There are two conditions that commonly inveigle people into this mistake; when the non-harmony note is:
- on the first beat of the bar (and thus metrically strong)
- longer than the subsequent harmony note (and thus durationally strong)
The note is thus strongly accented - in Cooper & Meyer’s terms of accent resulting from ‘a stimulus marked for consciousness’. The error is to read these signs of melodic attention-seeking as an assertion of structure, whereas in fact the dissonance is itself another means to create accent.
So, it is easy enough to describe the problem. But it is one thing for me to point out this error; it would be more helpful if I could tell people whose arrangements I am reviewing how they could have avoided making it in the first place. After all, a good many first notes in the bar do belong to the prevailing harmony. The knack is identifying which is which.
Trying to articulate a rule from first principles is the hard way to do this. Music theory does like to have pretensions of rationality, and there are aspects that do respond neatly to systematising. But a question like this is always working within concrete contexts - genre conventions for melodic shape, for harmonic language, for expressive gesture. So any rule you might invent would have to be hedged about with all kinds of caveats for this circumstance or that stylistic quirk.
The reason people need to be able to get this right is entirely pragmatic (it makes their arrangements sound better), so we need a pragmatic answer to this one. And, you know, it’s really quite straightforward. You need to ask:
What do other people do here?
Where ‘other people’ may be what’s on the sheet music, guitar tabs, or in recordings. Or any combination thereof. In real life, you see, you are very rarely arranging from a bare melody line with no performance history for reference. The only time you ever really do that is doing arrangement exercises where chord choice is part of the test. When you’re arranging for real people to sing, you are allowed to remain connected with the musical tradition you share with them.
But, I hear you cry, what about reharmonisation? I don’t always want to use the chords found on the sheet music or the original recording! And of course it is a well established part of a cappella traditions to re-work songs’ harmonic trajectories, whether for the technical needs of contest barbershop, or the sheer creative fun of it.
However, we still need to recognise the melodic structure of a song, even while we reimagine its harmony. A tune isn’t just a specified collection of notes, you see, it is a narrative with meanings.

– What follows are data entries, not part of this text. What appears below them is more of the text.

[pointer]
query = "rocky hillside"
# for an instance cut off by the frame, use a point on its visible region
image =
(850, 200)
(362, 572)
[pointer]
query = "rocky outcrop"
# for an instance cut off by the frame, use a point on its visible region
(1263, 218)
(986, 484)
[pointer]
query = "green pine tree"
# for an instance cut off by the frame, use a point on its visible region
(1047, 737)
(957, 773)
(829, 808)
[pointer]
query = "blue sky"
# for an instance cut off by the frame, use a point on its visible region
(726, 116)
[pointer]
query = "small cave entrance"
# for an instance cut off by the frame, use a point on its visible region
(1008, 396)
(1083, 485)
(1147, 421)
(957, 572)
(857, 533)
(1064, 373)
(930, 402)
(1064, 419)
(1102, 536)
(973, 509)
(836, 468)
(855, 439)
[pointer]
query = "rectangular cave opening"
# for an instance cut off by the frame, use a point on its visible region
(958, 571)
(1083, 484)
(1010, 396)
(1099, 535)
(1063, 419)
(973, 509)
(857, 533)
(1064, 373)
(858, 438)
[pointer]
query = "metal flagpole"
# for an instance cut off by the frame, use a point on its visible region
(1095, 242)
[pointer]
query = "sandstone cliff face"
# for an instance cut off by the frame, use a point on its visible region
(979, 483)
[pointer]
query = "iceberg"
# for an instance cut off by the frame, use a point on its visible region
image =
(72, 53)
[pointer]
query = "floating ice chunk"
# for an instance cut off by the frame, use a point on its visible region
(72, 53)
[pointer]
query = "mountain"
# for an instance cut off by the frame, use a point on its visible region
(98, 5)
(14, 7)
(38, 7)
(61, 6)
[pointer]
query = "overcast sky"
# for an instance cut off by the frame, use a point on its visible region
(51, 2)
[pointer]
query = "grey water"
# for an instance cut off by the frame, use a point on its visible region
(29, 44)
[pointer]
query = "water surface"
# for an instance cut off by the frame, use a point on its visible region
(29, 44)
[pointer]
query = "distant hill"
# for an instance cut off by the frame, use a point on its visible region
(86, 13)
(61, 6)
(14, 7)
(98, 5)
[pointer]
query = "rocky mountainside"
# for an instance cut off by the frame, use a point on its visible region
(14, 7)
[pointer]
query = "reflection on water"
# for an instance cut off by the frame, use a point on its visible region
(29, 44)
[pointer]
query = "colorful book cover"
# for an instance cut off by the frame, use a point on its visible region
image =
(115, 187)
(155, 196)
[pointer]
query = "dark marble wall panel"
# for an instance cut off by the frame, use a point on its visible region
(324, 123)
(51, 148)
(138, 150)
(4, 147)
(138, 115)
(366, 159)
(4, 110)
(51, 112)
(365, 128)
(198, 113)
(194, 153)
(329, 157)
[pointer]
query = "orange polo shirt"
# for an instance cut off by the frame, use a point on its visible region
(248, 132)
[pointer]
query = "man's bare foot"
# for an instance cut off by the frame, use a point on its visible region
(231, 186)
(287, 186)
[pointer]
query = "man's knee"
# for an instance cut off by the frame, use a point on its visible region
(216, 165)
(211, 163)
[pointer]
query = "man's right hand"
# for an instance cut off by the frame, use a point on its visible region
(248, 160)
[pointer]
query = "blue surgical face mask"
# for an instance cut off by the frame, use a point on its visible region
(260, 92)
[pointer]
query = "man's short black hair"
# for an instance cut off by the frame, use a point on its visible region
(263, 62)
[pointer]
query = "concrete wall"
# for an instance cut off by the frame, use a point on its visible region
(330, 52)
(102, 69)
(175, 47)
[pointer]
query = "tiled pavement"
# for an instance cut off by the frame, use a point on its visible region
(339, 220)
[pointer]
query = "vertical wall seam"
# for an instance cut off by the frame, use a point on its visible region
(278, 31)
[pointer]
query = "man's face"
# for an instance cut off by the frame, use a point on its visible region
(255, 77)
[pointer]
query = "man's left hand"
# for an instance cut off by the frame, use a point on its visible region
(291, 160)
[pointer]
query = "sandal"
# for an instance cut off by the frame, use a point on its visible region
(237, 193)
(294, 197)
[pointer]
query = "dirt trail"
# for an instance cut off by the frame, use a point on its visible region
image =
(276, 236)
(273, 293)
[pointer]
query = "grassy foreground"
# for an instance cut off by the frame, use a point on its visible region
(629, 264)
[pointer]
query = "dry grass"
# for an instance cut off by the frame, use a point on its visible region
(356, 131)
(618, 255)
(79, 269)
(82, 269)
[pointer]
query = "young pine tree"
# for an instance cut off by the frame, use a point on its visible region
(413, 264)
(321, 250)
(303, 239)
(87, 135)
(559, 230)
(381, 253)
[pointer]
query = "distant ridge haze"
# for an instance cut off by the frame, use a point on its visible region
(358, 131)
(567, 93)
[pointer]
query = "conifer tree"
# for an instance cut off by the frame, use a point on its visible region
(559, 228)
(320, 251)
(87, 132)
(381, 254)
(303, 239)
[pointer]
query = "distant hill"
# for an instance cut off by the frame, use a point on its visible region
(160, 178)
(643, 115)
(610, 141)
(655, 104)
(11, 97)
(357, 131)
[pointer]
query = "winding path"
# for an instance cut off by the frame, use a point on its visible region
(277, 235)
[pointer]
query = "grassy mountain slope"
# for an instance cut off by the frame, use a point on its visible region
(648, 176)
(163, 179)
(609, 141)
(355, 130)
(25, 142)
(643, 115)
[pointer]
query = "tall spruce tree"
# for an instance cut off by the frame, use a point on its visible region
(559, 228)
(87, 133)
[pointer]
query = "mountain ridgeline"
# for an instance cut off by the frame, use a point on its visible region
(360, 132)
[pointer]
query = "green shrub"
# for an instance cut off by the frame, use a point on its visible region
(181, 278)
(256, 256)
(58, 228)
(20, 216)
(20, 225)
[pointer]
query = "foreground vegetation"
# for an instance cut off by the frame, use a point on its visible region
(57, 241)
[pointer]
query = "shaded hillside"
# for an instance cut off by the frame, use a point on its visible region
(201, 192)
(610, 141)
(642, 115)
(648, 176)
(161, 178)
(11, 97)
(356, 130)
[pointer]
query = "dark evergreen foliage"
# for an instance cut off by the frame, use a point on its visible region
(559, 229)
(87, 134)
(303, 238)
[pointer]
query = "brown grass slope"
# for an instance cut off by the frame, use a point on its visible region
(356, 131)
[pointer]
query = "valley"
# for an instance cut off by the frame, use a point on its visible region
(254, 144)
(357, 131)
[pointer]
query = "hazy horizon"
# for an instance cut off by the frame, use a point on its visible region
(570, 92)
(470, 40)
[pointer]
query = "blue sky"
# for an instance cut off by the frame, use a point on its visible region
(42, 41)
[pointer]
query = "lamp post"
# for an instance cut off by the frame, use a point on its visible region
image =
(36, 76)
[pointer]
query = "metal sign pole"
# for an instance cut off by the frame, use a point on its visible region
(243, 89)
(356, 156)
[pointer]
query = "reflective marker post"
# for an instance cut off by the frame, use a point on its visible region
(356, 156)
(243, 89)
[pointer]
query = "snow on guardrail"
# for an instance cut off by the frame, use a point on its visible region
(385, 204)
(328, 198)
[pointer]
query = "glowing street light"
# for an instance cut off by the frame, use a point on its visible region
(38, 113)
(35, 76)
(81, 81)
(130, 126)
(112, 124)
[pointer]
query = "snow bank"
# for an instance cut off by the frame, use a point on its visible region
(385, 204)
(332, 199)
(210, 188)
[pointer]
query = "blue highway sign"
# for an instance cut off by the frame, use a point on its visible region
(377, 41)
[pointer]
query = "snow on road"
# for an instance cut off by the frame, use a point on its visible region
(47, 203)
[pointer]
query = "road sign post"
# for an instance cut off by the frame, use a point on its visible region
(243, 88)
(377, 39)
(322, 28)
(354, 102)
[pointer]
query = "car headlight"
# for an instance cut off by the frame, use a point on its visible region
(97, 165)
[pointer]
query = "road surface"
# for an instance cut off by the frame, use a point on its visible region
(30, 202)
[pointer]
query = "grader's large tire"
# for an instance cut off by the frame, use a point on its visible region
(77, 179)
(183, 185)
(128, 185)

So if your reharmonisation turns dissonances into consonances and vice versa, you are messing with those meanings, making it hard to understand, sometimes to the point where it no longer makes complete sense.
By all means substitute chords in as you arrange. But let your choice be guided by the relationship between melody and harmony in the original. Where melody notes are treated as dissonances in your reference version(s), choose chords where they will continue to function as dissonances, and resolve in the right place. Don’t rewrite appoggiaturas as assertive, functional downbeats - leave them to lean.
Yes, this will narrow the range of alternative chords available. But it will - helpfully - restrict the choice to those that make sense of the melody.